ADI Medical Applications: Detect and differentiate cardiac pacing artifacts

When a cardiac patient with a pacemaker implants an electrocardiogram (ECG) test, the cardiologist must be able to detect the presence and effectiveness of the pacemaker. The electrical characteristics (or artifacts) of the pacing signal are composed of small, narrow pulses. Because these artifacts are submerged in noise and large ECG signals, they are difficult to detect. This article will describe the nature of pacing artifacts and introduce a device and method for detecting such artifacts.

The heart, as a biochemical electromechanical system, generates electrical pulses, which are conducted from the sinoatrial node (SA) in the upper right atrium to the AV node (AV). Sinus nodules act as pacemakers for this system (Figure 1).

Figure 1. Myocardium and sinus node (1) and atrioventricular node (2)

This electrical pulse generates a P wave, which can be seen in the ECG screenshot in Figure 2. Electrical signals begin to propagate from the atrioventricular nodules, pass the Purkinje fiber system, and reach the ventricle, causing contraction of the ventricular muscles. This contraction (R wave) allows oxygenated blood to enter and flow through the body from the left ventricle, while allowing hypoxic blood to enter the lungs from the right ventricle.

Figure 2. ECG graphical representation of electrical behavior during myocardial contraction 2

If the electromechanical system of the heart is defective, it may cause many heart problems. For example, when the heart is too slow or not beating, it is bradycardia. For this situation, the typical surgical treatment method is to implant a pacemaker (pulse generator) subcutaneously in the chest of the patient, and direct the endocardial lead to the heart through the vein, as shown in Figure 3.

Figure 3. Location of implantable pacemakers and lead wires for different types of pacemakers

(RA—right atrium, RV—right ventricle, LV—left ventricle)

In another type of arrhythmia called tachycardia, the heart beats too fast. This is a very serious disease that can be treated with an implantable cardiac defibrillator (ICD). Modern ICDs can also treat a variety of bradyarrhythmias.

When the heart becomes larger, heart failure may occur because the conduction path becomes longer, disrupting the timing of ventricular contraction. The result is a positive feedback system that further increases the burden on the heart. Implantable cardiac resynchronization (ICR) devices simultaneously pace two ventricles and (usually) one atrium to retime the ventricles. In fact, these devices will improve cardiac output, thereby restoring the heart to a certain extent. Cardiac resynchronization therapy (CRT) device is a system including ICD.

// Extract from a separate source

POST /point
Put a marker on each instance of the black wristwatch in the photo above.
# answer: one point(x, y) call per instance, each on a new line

The CRT device can be seen in the perspective image in Figure 4 (a). The doctor uses this image to place the lead. For non-professionals, this image is difficult to interpret. You can see the light outline of the heart-this is a static view of the beating heart. The pacemaker is located on the right atrium with the apex of the heart pointing to the lower right. In this typical lead placement example, the black arrow points to the right atrium lead. The dotted black arrow points to the right ventricular lead. The lead marked with a red arrow can only be seen partly. This is the left ventricular lead (the red arrow points to the electrode tip). Figure 4 (b) shows a typical lead placement perspective image of a dual-chamber pacemaker. The right atrium lead is pointing upwards and placed in the right atrium. The right ventricular lead is located at the top of the right ventricle.